Fostering Acceptance and Social-Emotional Learning - PresenceLearning

Story time in the classroomWith the growing demands of standardized testing, many schools do not make social-emotional learning (SEL) a priority. Instead of prioritizing acceptance and positive behavior, schools wait to address conflicts until negative behavior occurs. However, in a society where the news is full of hate for one another, teaching young students acceptance is increasingly valuable, especially for students with special needs.

The “Responsive Classroom” (RC) is an approach based on the idea that social-emotional growth and academic achievement are equally as important. There are six components of RC that promote learning through interaction and SEL:

Morning Meeting
The Morning Meeting is the most unique of the six components. The 20 to 30-minute meeting acts as an open forum on respect, trust, empathy, collaboration and self-worth for students and their educator.

Rules and Logical Consequences
RC expresses the importance of logical consequences for breaking rules. Instead of punishing students, logical consequences help students create an internal code and responsibility to follow the rules.

Guided Discovery
As many educators know, classroom supplies can be expensive to replace—a burden that often falls on the educator’s shoulders. Guided discovery helps students responsibly use materials and learn creative and careful ways to use both new and old materials.

Academic Choice
Giving students choices in the classrooms makes for more engaged learners. When a curriculum or particular lesson gives students a choice on how they learn, students see both themselves and their peers are skilled learners – thus further promoting a culture of respect.

Classroom Organization
Students will have issues collaborating if the classroom space is not set up for it. An effective RC includes active areas, displays and a mix of individual, group, and whole-class discussion.

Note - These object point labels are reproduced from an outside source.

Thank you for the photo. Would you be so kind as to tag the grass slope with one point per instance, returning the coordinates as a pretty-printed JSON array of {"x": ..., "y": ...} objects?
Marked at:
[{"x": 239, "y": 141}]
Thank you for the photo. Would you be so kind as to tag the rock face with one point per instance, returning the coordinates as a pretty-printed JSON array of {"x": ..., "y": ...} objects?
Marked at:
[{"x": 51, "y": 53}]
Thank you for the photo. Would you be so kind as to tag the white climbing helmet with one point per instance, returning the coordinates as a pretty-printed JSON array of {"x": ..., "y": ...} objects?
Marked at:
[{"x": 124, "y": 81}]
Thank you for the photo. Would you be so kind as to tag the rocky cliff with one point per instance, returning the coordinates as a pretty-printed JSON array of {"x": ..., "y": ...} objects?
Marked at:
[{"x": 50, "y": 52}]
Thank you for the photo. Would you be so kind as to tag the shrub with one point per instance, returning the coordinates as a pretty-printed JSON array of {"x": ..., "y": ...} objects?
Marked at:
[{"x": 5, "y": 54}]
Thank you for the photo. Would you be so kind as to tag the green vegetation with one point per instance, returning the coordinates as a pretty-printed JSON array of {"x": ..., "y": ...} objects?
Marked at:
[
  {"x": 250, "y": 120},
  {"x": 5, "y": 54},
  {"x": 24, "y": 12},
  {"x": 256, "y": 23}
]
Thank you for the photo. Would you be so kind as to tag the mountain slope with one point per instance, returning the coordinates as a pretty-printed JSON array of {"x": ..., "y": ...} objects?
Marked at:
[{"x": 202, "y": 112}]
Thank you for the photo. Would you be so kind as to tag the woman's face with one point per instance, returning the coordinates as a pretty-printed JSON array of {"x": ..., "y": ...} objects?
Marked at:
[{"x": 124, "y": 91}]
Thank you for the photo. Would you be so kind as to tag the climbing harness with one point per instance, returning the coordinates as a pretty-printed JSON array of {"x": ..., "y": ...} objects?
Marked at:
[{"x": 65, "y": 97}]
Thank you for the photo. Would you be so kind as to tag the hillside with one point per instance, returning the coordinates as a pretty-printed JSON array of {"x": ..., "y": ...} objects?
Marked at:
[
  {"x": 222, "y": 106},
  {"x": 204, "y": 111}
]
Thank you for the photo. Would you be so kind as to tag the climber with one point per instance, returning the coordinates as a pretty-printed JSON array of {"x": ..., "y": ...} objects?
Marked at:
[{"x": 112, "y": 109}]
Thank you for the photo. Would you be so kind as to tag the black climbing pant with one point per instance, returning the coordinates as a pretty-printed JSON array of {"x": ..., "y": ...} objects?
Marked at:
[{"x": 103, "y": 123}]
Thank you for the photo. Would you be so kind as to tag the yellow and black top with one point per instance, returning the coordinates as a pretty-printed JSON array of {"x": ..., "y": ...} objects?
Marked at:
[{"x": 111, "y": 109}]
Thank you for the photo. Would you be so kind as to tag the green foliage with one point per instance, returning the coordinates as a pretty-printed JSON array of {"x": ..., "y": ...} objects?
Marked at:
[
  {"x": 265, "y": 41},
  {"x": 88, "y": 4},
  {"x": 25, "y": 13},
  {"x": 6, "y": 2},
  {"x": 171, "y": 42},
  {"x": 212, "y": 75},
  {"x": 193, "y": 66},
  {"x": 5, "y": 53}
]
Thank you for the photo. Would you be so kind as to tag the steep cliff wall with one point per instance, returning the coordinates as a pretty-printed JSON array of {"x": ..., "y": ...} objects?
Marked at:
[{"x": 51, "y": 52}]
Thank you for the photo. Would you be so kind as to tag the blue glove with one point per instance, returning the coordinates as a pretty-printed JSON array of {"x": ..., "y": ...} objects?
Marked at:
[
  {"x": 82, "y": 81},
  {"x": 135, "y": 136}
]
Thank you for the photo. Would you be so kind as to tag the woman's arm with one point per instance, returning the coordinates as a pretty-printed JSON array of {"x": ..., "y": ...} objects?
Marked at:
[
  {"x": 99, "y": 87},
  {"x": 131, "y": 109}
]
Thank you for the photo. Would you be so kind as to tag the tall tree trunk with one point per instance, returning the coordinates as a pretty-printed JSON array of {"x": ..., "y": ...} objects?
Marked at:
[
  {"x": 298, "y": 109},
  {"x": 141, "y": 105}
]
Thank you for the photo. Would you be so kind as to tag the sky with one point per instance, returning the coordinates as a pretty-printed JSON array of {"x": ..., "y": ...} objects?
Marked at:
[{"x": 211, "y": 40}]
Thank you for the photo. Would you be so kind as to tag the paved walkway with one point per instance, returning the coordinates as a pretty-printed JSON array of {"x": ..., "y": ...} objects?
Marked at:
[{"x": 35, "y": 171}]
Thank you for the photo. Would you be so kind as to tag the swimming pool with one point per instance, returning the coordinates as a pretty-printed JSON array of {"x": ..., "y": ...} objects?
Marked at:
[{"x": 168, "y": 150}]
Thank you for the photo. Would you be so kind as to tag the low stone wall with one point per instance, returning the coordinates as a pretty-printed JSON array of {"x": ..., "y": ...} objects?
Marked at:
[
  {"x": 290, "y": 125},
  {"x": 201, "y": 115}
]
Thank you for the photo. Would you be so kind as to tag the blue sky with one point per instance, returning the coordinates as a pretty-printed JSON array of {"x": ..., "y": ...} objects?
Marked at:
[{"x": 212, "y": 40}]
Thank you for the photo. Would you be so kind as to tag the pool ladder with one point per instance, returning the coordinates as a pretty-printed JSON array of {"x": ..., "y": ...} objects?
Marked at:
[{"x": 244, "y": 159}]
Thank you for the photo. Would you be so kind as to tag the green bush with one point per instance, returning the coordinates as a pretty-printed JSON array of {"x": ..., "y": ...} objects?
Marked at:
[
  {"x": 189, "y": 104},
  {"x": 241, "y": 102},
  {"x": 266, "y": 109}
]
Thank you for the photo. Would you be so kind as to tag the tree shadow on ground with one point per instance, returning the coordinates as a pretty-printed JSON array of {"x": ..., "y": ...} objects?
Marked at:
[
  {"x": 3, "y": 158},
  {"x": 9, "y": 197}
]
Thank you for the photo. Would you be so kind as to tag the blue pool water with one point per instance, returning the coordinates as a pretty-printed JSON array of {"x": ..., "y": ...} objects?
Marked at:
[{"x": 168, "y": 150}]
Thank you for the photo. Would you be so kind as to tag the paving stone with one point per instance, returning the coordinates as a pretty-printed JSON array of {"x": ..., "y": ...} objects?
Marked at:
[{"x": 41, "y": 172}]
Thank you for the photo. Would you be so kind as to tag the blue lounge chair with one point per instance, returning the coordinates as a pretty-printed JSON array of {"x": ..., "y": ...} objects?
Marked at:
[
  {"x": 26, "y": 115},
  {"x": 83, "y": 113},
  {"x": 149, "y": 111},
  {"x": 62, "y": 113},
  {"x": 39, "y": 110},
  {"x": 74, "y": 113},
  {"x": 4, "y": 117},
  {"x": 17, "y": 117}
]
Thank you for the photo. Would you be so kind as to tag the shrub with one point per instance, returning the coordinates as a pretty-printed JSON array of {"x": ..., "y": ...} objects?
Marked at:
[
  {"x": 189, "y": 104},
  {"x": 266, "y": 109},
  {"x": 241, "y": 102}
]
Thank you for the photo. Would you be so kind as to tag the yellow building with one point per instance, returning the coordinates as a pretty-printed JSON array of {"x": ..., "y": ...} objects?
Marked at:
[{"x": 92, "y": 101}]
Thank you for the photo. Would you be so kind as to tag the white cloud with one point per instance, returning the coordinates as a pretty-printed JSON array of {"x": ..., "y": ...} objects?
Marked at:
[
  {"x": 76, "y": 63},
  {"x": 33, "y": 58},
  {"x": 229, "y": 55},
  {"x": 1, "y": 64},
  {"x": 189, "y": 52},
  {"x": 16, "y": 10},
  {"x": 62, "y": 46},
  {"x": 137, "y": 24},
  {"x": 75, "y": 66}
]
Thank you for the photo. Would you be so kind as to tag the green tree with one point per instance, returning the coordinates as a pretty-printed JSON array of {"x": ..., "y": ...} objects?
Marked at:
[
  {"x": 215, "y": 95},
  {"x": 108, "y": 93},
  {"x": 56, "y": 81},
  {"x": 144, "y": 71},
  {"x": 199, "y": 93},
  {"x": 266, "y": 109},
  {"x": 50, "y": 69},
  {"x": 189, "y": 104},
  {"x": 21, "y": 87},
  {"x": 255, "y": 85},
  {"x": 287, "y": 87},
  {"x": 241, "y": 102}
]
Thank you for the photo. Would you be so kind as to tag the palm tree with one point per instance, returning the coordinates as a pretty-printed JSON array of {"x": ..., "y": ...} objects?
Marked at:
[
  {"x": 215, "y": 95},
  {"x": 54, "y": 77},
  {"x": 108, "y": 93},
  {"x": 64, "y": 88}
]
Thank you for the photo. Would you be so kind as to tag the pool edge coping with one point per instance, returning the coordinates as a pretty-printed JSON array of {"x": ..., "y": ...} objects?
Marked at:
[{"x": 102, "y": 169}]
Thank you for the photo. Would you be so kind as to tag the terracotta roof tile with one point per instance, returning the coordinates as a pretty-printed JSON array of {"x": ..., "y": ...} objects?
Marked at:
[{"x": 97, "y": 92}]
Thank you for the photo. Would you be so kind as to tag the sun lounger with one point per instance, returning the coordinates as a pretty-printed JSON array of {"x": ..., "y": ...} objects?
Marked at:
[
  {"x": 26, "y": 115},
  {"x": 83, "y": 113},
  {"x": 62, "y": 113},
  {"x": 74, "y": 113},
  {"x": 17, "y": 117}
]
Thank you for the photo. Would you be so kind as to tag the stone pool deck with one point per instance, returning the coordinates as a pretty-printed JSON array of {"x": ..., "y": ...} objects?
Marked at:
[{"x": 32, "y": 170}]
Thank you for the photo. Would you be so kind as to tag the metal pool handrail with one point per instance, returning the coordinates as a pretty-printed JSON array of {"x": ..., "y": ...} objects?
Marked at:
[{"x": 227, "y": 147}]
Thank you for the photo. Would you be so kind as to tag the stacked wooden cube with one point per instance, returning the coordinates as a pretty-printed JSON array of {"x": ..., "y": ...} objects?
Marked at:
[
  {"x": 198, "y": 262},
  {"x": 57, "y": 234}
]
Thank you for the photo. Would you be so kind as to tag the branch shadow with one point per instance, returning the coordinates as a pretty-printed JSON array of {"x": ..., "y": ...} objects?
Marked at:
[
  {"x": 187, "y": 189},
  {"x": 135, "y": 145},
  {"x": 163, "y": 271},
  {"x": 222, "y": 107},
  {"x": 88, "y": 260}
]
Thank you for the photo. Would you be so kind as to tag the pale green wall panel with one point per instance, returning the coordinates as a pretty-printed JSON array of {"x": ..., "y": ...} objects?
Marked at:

Reaching Out to Parents and Guardians
When educators use multiple channels to communicate with families openly and frequently, parents are more likely to be involved in the education process because they have learned to trust the educator and their teaching methods.

Studies show that RC works. Besides making school a happier environment, students’ scores in reading, math, science and social studies improved when educators implemented all six RC components.